Back to Taubco. The developer has long sought to develop four acres at 1850 NE 123rd St. just behind Walgreens. In late 2016, the planning commission approved Taubco’s plans for a nine-story, 529,000-square-foot Causeway Village, a mixed-use development with retail, parking, and 297 apartments targeting young working professionals. Taubco also developed many other developments in the area, especially Causeway Square with the LA Fitness sign, whose nearly 100-foot height has earned the ire of residents in neighboring Keystone Point.

The Causeway Village project needs a 4-1 supermajority vote on the city council to change the zoning for the four-acre parcel -- from commercial/office, with a 55-foot height limit, to mixed-use/high, or 140 feet high with 125 units per acre.

Taubco had twice tried to get the council to change the zoning. In 2013 the council would not even hear it, and in March 2017, the council voted it down 2-3 amid opposition from Keystone neighbors.

This time, two of the three no votes changed their minds: Mayor Joseph and Phillipe Biene-Aime, now running for mayor.

Said Bien-Aime: “I would rather see a project like this than storage on 123rd Street [where the council recently approved a storage facility just east of the Taubco property]. We are not voting on the project, but the process.”

A parade of citizens came to the microphone opposing the process, from Bob Pechon of Keystone in the east to Judy Brown of the Sunkist Grove Homeowners Association in the west.

Only council member Carol Keys opposed it, saying, “I have never seen an item come back and be reheard more than a year later. We’re opening up such a Pandora’s box for this city that every project, every item that has been voted against will be brought back, and we’re going to start rehearing and rehearing and rehearing.”

“People were fed up, and they are still fed up,” Pechon said the next morning. He is both a planning commissioner and emerging unofficial coordinator for the city’s nine homeowners’ associations.

At the earlier CRA meeting, Moise argued that his business was doing so well, he needed to expand. If business is doing so well, why does he need taxpayer money to remove slum and blight because his business is booming?

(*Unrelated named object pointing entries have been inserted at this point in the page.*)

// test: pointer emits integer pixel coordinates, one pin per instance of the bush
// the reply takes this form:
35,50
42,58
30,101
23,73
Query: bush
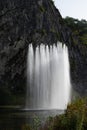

Moise is also one of a small group of physicians in Florida certified to dispense medical marijuana to reduce pain. This can also be a highly profitable business that bypasses insurance red tape. While we would not be shocked if Joseph and Moise partner in the future, or if Moise returns to the CRA seeking more money, that is speculation for now. In any event, the clinic passed 3-2, with Scott Galvin and Carol Keys voting no, although the vote busted the CRA’s budget for the fiscal year.

The bond issue and its aftermath also reveal a lack of consensus in North Miami’s varied Haitian-American community.

Entrepreneur and promoter Ringo Cayard did his bit in April to destroy the bond issue via Creole radio, in a parallel, and entirely separate, effort from the NoGo Bond movement. Cayard organized the city’s Mardi Gras festival in early 2017 at a cost of more than $250,000 in city money. In February he met with city manager Larry Spring, pressing him for more money for affordable housing and an expanded water plant. At some point, they fell out, and Cayard took to the radio, saying the city was ignoring the needs of the poor.

“Retirees cannot even pay the water bill,” Cayard says. “I took this stand against this bond in defense of cultural preservation. Issues will affect people in a personal way for a generation to come. This bond by design would have increased people’s already growing property taxes. It would have been self-serving for some, but not for the minority community.”

Less familiar names and groups are starting to spring up, as well. One is Citizens United for Progress (CUP), a reform-minded fledgling group of Haitian-American professionals, spearheaded by Marcel Denis, a lawyer and Afro-Caribbean historian.

“Some of our members were very active in letting the community know that they should not go for the bond,” Denis recalls. “The rationale didn’t make any sense. It’s a ruse for the city to come into funding so they can pay for the multiple people suing them.”

Clinics and cranes alone will not sweeten the mood, but there is clearly a growing hunger for new ideas and fresher faces.